Pro tip: Avoid using SELECT *
in views and queries, especially when you have performance problems.专业提示:避免在视图和查询中使用
SELECT *
,尤其是当您遇到性能问题时。 Instead, list the columns you actually need.相反,列出您实际需要的列。 The
*
may force the query optimizer to avoid a covering index, even when the index would help. *
可能会强制查询优化器避免覆盖索引,即使索引会有所帮助。
When using MySQL 5.6 (or older), try with at least MySQL 5.7.使用 MySQL 5.6(或更早版本)时,请尝试至少使用 MySQL 5.7。 According to What's New in MySQL 5.7?
根据MySQL 5.7 中的新增功能? :
:
We have to a large extent unified the handling of derived tables and views.

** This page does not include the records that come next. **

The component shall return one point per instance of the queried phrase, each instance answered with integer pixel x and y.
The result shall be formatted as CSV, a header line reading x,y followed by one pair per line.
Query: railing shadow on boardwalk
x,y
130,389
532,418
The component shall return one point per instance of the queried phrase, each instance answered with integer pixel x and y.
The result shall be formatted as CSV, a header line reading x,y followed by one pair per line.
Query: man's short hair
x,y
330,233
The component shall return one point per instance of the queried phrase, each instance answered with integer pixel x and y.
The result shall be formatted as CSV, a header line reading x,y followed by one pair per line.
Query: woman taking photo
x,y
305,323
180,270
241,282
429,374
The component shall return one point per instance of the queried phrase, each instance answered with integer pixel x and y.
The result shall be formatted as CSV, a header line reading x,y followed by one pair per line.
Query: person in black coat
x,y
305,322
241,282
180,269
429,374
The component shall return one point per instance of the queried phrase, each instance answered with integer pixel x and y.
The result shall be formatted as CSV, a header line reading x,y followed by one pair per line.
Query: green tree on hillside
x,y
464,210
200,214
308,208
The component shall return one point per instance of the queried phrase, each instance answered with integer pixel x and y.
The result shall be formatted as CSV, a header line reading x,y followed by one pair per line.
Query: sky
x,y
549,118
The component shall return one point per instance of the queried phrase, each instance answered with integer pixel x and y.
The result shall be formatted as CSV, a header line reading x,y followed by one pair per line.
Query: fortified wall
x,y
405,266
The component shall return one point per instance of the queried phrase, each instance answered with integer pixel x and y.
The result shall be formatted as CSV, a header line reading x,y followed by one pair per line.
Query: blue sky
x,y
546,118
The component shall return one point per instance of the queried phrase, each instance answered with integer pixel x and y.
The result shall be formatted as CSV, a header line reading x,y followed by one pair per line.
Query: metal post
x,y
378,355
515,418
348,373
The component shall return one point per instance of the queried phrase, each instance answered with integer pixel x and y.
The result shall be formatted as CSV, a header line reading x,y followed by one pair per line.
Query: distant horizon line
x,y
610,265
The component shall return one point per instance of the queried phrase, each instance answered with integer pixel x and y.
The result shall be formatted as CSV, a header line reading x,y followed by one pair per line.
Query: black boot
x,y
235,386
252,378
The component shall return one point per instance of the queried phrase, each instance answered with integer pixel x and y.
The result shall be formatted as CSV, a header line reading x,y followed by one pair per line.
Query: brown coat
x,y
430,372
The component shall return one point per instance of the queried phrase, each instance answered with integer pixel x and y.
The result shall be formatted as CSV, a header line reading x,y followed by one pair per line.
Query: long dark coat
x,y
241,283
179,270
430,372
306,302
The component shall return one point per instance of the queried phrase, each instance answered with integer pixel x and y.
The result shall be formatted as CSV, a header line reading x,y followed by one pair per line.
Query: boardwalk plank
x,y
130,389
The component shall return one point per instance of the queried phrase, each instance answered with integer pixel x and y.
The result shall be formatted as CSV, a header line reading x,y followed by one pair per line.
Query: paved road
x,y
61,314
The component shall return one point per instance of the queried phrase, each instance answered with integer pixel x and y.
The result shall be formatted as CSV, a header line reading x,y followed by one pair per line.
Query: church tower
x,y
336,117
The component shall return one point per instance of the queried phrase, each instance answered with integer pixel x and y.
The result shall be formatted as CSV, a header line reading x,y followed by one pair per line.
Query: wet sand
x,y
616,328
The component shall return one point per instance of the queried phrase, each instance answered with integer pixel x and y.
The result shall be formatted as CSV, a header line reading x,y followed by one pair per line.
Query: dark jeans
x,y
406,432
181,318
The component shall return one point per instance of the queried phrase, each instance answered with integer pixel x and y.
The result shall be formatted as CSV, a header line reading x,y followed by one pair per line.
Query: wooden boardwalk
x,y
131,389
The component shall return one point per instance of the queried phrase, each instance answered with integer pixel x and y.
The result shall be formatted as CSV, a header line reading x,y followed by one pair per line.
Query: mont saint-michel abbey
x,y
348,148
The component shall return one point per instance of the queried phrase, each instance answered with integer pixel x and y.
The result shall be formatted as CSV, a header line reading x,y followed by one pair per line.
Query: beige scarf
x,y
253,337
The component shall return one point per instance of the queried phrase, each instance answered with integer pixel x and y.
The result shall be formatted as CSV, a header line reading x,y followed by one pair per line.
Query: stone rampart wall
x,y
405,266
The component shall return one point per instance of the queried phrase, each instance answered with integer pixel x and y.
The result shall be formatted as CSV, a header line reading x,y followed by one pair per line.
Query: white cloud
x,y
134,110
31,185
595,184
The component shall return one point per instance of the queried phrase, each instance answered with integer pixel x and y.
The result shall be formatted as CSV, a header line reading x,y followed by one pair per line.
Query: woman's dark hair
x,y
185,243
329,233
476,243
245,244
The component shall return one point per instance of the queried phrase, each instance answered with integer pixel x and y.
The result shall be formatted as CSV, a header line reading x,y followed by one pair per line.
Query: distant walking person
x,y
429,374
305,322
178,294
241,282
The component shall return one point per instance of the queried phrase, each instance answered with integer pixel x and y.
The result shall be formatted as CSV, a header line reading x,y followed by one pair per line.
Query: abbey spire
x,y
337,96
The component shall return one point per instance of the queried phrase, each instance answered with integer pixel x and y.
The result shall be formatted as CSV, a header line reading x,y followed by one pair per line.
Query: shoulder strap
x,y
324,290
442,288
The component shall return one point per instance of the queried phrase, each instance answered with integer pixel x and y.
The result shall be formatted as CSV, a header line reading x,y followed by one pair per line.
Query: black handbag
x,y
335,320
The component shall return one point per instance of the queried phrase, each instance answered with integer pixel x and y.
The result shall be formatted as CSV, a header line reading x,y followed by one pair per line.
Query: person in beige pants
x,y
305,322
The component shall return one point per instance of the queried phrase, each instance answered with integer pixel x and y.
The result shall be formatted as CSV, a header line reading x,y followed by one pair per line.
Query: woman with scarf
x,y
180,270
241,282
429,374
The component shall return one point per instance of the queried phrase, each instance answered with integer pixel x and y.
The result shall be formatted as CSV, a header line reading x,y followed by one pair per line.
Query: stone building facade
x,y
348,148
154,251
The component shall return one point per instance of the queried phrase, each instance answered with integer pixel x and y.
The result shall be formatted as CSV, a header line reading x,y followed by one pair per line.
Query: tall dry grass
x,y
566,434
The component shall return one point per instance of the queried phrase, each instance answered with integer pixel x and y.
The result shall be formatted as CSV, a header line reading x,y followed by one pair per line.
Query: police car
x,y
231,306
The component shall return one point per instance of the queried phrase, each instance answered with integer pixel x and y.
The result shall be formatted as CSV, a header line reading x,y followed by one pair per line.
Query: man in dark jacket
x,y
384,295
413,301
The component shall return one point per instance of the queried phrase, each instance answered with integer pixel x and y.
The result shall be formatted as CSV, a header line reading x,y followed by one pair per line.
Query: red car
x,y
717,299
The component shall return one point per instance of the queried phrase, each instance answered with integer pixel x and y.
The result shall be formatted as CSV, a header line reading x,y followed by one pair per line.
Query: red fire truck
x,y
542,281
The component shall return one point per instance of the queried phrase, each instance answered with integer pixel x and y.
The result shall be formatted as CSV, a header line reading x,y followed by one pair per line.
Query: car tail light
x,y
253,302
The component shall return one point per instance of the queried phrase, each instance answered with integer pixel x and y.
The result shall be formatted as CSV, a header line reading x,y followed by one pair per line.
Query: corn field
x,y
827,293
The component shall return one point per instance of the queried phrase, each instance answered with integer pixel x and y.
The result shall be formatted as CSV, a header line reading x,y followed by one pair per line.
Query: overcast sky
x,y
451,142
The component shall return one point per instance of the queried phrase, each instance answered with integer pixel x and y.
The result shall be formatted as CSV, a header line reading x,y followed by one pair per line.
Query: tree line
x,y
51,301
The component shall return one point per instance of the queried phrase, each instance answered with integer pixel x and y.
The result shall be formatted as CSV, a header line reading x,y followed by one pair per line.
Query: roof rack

我们必须在很大程度上统一对派生表和视图的处理。 Until now, subqueries in the FROM clause (derived tables) were unconditionally materialized, while views created from the same query expressions were sometimes materialized and sometimes merged into the outer query.
到目前为止,FROM 子句(派生表)中的子查询是无条件物化的,而从相同查询表达式创建的视图有时会被物化,有时会合并到外部查询中。 This behavior, beside being inconsistent, can lead to a serious performance penalty.
这种行为除了不一致之外,还会导致严重的性能损失。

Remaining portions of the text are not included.